I am trying to combine the values of different columns in a single data frame's row into a string, separated by a comma, so that I can create a custom SQL insert string to be executed on a MySQL database. I have 67 different columns, and I am trying to prevent writing code that addresses each column's name individually, mainly to maximize reusability of the code for different size dataframes. I could potentially have anywhere from 1 to 2000 rows to iterate through, with each row having an INSERT query.
For example, if my DataFrame includes the following:
RecDate WindDir WindSpeed OutdoorTemperature OutdoorHumidity
20160321 121 3 67.5 43.8
20160322 87 5 73.1 53.2
20160323 90 2 71.1 51.7
20160324 103 7 68.3 47.0
I am wanting to create a string for each row in the dataframe: INSERT INTO tablename VALUES (20160321, 121, 3, 67.5, 43.8) INSERT INTO tablename VALUES (20160322, 87, 5, 73.1, 53.2) INSERT INTO tablename VALUES (20160323, 90, 2, 71.1, 51.7) INSERT INTO tablename VALUES (20160324, 103, 7, 68.3, 47.0)
I have considered using the dataframe's to_sql() function, but was not able to get the code to work with my database structure.
So, my goal was to iterrate through each row, and manually creating the string in the parentheses, separated by a comma:
for index, row in df.iterrows():
print('INSERT INTO tablename VALUES (%s, %s, %s, %s, %s)' % (row['RecDate'], row['WindDir'], row['WindSpeed'], row['OutdoorTemperature'], row['OutdoorHumidity']))
To make my code "pythonic" and not as rigid, I tried to iterrate through each row, adding a comma between each column index:
for index, row in df.iterrows():
string = ''
for x in range(len(row)):
string += '%s, ' % row[x]
print('INSERT INTO tablename VALUES (%s)' % string)
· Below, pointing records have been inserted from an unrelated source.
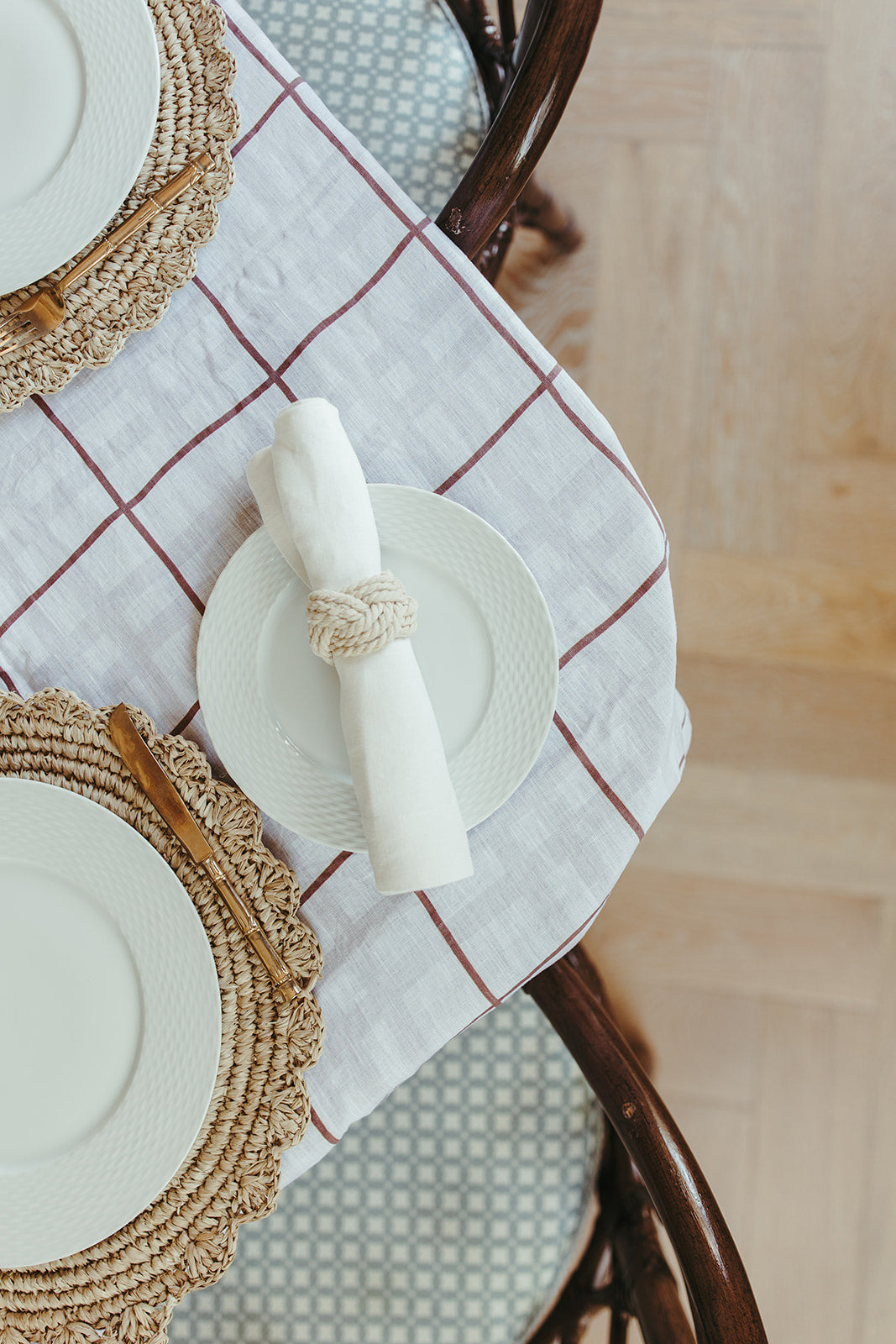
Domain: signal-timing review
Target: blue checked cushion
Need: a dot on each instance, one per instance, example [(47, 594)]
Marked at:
[(398, 74), (448, 1216)]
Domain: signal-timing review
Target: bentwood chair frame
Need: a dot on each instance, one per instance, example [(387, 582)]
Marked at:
[(647, 1164)]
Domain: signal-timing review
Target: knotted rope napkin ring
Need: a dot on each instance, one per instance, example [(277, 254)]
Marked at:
[(362, 618)]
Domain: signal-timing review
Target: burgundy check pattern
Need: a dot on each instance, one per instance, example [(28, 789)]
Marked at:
[(125, 495)]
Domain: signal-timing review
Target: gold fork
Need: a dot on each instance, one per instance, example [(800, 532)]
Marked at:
[(42, 313)]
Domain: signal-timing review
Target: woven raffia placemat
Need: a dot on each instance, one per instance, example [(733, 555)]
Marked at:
[(132, 288), (125, 1288)]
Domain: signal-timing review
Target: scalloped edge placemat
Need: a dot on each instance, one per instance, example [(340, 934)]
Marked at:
[(125, 1288), (132, 288)]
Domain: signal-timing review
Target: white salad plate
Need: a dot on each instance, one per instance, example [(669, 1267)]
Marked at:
[(109, 1023), (484, 643), (78, 105)]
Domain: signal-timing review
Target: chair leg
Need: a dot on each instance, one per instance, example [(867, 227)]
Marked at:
[(571, 996)]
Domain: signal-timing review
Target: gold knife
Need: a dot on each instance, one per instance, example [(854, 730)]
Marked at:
[(174, 811)]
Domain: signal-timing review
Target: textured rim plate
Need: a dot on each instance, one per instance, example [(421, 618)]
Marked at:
[(113, 968), (493, 725), (80, 84)]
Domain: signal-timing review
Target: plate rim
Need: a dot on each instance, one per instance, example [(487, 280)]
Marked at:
[(280, 575), (55, 1180), (102, 101)]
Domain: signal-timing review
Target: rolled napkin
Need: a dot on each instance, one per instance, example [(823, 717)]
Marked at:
[(316, 506)]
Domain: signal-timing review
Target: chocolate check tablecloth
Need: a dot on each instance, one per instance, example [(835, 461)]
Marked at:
[(125, 495)]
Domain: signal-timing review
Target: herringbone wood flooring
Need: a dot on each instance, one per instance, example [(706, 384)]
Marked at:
[(734, 315)]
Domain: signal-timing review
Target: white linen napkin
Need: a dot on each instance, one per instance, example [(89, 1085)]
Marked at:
[(316, 506)]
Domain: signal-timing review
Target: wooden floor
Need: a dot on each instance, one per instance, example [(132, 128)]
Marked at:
[(734, 315)]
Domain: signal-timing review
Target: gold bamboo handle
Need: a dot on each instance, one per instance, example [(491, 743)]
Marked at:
[(150, 207), (285, 987)]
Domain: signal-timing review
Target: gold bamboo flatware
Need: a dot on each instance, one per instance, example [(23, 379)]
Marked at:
[(42, 312), (164, 797)]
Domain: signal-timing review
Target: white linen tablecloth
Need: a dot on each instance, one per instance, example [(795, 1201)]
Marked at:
[(125, 495)]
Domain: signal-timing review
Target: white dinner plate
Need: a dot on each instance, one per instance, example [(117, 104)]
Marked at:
[(78, 105), (484, 643), (109, 1023)]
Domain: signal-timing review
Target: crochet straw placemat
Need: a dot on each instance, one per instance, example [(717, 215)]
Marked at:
[(132, 288), (125, 1288)]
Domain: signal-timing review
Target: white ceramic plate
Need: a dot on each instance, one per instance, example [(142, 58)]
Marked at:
[(485, 645), (109, 1023), (78, 107)]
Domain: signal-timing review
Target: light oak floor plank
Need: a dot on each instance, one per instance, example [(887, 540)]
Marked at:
[(734, 313)]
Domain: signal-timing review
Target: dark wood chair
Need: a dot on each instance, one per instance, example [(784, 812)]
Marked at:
[(647, 1171), (647, 1164), (528, 77)]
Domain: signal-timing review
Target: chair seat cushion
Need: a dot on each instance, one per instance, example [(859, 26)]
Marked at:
[(448, 1216), (398, 74)]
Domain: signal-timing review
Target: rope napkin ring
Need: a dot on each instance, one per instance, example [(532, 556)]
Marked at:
[(362, 618)]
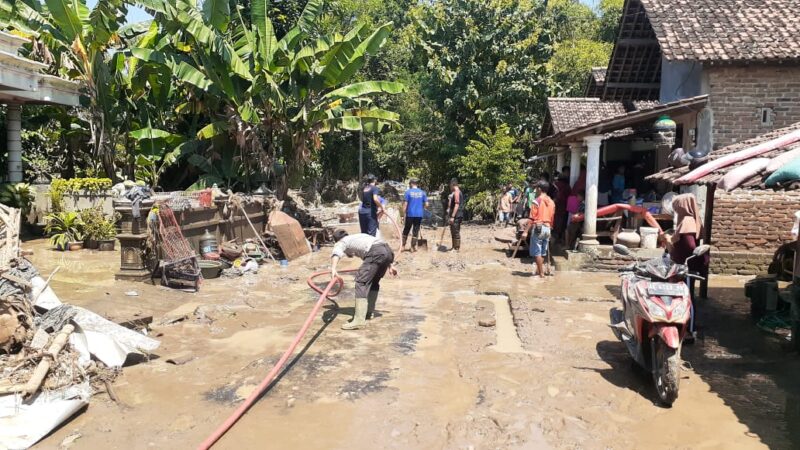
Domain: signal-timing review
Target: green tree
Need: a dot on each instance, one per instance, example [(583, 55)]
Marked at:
[(277, 96), (491, 160), (571, 63), (78, 43), (483, 62)]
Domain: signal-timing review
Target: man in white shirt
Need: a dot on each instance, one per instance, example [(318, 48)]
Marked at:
[(377, 259)]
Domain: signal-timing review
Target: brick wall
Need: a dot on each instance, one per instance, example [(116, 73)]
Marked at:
[(738, 93), (748, 226)]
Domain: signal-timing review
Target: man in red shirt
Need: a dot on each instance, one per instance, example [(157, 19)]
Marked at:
[(542, 215)]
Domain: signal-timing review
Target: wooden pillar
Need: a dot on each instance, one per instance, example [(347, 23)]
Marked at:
[(576, 148), (707, 222), (593, 144)]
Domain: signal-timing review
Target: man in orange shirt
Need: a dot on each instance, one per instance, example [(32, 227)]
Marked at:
[(543, 213)]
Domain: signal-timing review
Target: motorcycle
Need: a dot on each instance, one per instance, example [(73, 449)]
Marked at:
[(656, 309)]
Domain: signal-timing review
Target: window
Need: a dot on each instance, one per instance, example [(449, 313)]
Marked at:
[(766, 116)]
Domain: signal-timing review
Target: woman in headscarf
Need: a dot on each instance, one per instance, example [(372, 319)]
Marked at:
[(687, 235)]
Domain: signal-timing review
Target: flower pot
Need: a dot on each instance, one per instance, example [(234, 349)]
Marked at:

I am routinely getting index errors and out of bound errors with the above code, and am not really sure what the correct route to go is. I'd appreciate an inspection of my code and thought process, and any recommendations on how I can improve the code. My goal is to be as efficient as possible, minimize the amount of code I have to write (especially when there's 67 columns!), but still make the code flexible for various uses, especially if the number of columns were to ever change.
Thank you!